Com menos de 5% em fevereiro, nenhum candidato a Presidente venceu a eleição
Desde a eleição presidencial de 1989 nenhum candidato que pontuava menos de 5% nas pesquisas realizadas em fevereiro conseguiu vencer a eleição. O único que chegou a 5% em fevereiro e chegou ao Planalto foi Fernando Collor (PRN), que pontuou 5 pontos em pesquisa divulgada em fevereiro de 1989. Em março, Collor atingiu 7 pontos na pesquisa Ibope. Ao final do pleito do 1º turno daquele ano, Collor teve 30,47% e Lula 17,18%. No 2º turno, Collor venceu por 53,03% a 46,97%.
Em 1994, Fernando Henrique Cardoso pontuava pelo Ibope 8% em janeiro e 7% em fevereiro, contra 26% de Lula em janeiro e 30% em fevereiro para o petista. Em março, o futuro presidente teve um crescimento alto, batendo 19% contra 37% de Lula. O pleito do "ano do Tetra" foi vencido no 1ª turno por FHC por 54,24%.

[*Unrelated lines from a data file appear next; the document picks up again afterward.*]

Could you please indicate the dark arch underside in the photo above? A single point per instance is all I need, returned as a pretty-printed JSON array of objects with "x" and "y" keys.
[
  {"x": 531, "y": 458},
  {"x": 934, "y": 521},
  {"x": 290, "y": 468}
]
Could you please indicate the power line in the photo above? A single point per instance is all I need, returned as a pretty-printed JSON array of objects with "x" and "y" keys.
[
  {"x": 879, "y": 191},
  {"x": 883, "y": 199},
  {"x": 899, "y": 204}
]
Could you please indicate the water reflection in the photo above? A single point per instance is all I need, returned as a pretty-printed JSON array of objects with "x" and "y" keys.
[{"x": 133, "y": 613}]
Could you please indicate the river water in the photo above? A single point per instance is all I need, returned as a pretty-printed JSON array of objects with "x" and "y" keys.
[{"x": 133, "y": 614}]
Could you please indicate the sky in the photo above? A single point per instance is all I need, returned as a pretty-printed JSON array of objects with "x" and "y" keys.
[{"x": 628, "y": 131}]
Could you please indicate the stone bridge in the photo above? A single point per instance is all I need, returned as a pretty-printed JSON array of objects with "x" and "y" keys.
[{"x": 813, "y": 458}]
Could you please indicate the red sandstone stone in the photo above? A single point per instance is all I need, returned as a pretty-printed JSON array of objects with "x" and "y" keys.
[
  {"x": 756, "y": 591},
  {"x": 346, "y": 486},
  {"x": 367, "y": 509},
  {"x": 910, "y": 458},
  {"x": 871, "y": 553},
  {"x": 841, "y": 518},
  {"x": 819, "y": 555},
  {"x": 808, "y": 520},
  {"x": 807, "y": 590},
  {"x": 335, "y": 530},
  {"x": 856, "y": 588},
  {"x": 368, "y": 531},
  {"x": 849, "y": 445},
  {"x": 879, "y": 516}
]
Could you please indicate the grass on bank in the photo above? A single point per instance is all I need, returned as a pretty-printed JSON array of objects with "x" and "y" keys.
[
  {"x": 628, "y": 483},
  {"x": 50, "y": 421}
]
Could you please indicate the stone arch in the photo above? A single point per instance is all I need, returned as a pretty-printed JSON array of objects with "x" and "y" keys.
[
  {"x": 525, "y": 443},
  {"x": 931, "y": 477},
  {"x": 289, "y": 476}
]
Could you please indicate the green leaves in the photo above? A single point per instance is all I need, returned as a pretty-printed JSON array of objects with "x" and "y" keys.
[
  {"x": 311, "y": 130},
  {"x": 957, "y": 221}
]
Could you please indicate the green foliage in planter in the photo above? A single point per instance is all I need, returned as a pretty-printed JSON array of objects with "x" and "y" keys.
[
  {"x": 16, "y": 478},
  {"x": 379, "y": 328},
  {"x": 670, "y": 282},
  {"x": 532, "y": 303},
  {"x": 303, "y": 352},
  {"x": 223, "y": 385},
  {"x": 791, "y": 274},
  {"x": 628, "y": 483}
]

Na reeleição de FHC, em 1998, o tucano iniciou janeiro com 45% e em março pontuou 36%. Neste ano, o Ibope não fez pesquisa em fevereiro, porém considerando os dados do primeiro trimestre, fica claro que em fevereiro Fernando Henrique tinha mais que 5%. Lula pontuou 20% em ambas as pesquisas. Nesta eleição, FHC também venceu no 1º turno.
O candidato tucano em 2002 foi José Serra, que bateu 10 pontos em janeiro e fevereiro. Já Lula, que seria o vencedor da disputa, tinha 31 pontos em janeiro e 26 em fevereiro. Em 2006, na reeleição de Lula, o petista marcava 43% em fevereiro, enquanto seu principal adversário, Geraldo Alckmin, tinha 17%.

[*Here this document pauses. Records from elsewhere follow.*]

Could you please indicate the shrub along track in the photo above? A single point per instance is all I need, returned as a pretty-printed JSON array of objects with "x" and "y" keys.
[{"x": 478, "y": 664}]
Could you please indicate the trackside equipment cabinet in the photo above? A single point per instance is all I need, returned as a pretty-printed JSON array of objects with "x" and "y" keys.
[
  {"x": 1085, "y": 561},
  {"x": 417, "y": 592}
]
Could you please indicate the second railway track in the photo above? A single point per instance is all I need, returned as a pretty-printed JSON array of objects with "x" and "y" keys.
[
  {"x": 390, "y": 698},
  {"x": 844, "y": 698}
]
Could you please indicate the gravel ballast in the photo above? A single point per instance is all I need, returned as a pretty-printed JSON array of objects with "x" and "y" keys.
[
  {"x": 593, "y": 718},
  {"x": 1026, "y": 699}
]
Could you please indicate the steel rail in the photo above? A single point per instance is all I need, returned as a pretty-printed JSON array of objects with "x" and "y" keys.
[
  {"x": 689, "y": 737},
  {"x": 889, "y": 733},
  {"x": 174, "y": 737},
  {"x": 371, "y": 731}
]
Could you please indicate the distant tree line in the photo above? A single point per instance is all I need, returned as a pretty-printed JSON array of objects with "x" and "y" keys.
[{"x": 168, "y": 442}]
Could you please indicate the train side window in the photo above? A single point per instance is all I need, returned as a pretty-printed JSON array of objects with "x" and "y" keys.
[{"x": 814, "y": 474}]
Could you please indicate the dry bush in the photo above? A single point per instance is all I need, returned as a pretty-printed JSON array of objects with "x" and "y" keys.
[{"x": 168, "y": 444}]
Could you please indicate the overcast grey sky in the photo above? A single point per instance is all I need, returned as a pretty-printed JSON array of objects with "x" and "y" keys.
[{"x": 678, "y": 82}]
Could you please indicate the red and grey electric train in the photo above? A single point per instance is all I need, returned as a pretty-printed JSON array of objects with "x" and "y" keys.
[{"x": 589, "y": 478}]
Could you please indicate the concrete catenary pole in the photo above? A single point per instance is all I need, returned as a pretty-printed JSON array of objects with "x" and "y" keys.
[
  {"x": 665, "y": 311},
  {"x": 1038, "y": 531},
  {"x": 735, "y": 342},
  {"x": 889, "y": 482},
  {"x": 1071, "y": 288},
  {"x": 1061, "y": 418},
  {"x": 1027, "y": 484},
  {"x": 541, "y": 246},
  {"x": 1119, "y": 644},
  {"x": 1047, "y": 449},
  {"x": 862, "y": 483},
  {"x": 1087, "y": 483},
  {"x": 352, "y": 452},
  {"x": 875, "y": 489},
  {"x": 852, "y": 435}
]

Vencedora em 2010, Dilma era a 2ª colocada na pesquisa de fevereiro feita pelo Datafolha. A petista tinha 31 pontos contra 37% de Serra, que voltou a disputar o Planalto pelo PSDB. Em 2014, Dilma venceria o mineiro Aécio Neves. O tucano marcava 15 pontos em fevereiro contra 43 de Dilma.

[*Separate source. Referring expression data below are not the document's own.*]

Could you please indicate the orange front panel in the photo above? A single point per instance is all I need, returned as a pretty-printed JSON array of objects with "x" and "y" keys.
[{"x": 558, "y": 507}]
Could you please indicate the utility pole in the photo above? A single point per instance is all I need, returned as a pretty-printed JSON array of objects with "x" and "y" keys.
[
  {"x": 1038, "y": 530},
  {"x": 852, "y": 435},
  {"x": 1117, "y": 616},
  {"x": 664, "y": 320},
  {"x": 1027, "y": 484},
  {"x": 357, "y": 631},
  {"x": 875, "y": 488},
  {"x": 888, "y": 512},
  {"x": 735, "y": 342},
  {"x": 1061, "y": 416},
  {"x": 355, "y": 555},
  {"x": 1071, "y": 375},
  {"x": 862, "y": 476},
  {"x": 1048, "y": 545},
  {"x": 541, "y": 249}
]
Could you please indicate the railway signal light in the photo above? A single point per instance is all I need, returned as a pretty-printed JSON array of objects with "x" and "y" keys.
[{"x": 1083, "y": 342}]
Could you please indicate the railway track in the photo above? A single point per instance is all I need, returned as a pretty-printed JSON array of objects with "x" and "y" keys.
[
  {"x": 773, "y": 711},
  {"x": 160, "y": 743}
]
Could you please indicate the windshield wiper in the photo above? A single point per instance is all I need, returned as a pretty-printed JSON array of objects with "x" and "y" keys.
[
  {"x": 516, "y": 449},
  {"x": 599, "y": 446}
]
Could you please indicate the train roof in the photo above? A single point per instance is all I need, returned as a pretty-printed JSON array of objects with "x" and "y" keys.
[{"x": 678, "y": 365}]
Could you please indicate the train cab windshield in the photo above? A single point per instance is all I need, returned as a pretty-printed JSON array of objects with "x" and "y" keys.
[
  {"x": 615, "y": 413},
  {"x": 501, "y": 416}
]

Na última eleição presidencial, em 2018, o DataPoder mostrava, em Dezembro de 2017, que Lula liderava a pesquisa com 26 pontos, seguido por Bolsonaro, que já despontava com 21% dos votos. Na sequência, Mariana tinha 7% e Ciro 5%. Para o DetaFolha, em 31 de janeiro de 2018, Lula tinha 34% e Bolsonaro 16%.
E agora, em 2022?
Estes dados do passado apontam que é impossível um candidato com menos de 5% vencer a eleição? Não, mas mostram que historicamente é muito difícil que um nome desponte quando tem baixa votação nesta época do ano. Vale lembra que em 2016, Bolsonaro já aparecia com 4% nas pesquisas.
Na primeira pesquisa de fevereiro deste ano, a Quaest aponta que, seguindo a lógica histórica, Moro e Ciro ainda podem sonhar com a vitória. Se a História se repetirá, só em 30 de outubro para sabermos, ou dia 2 de outubro, caso a eleição seja vencida em 1º turno, algo que não ocorre desde FHC em 1998.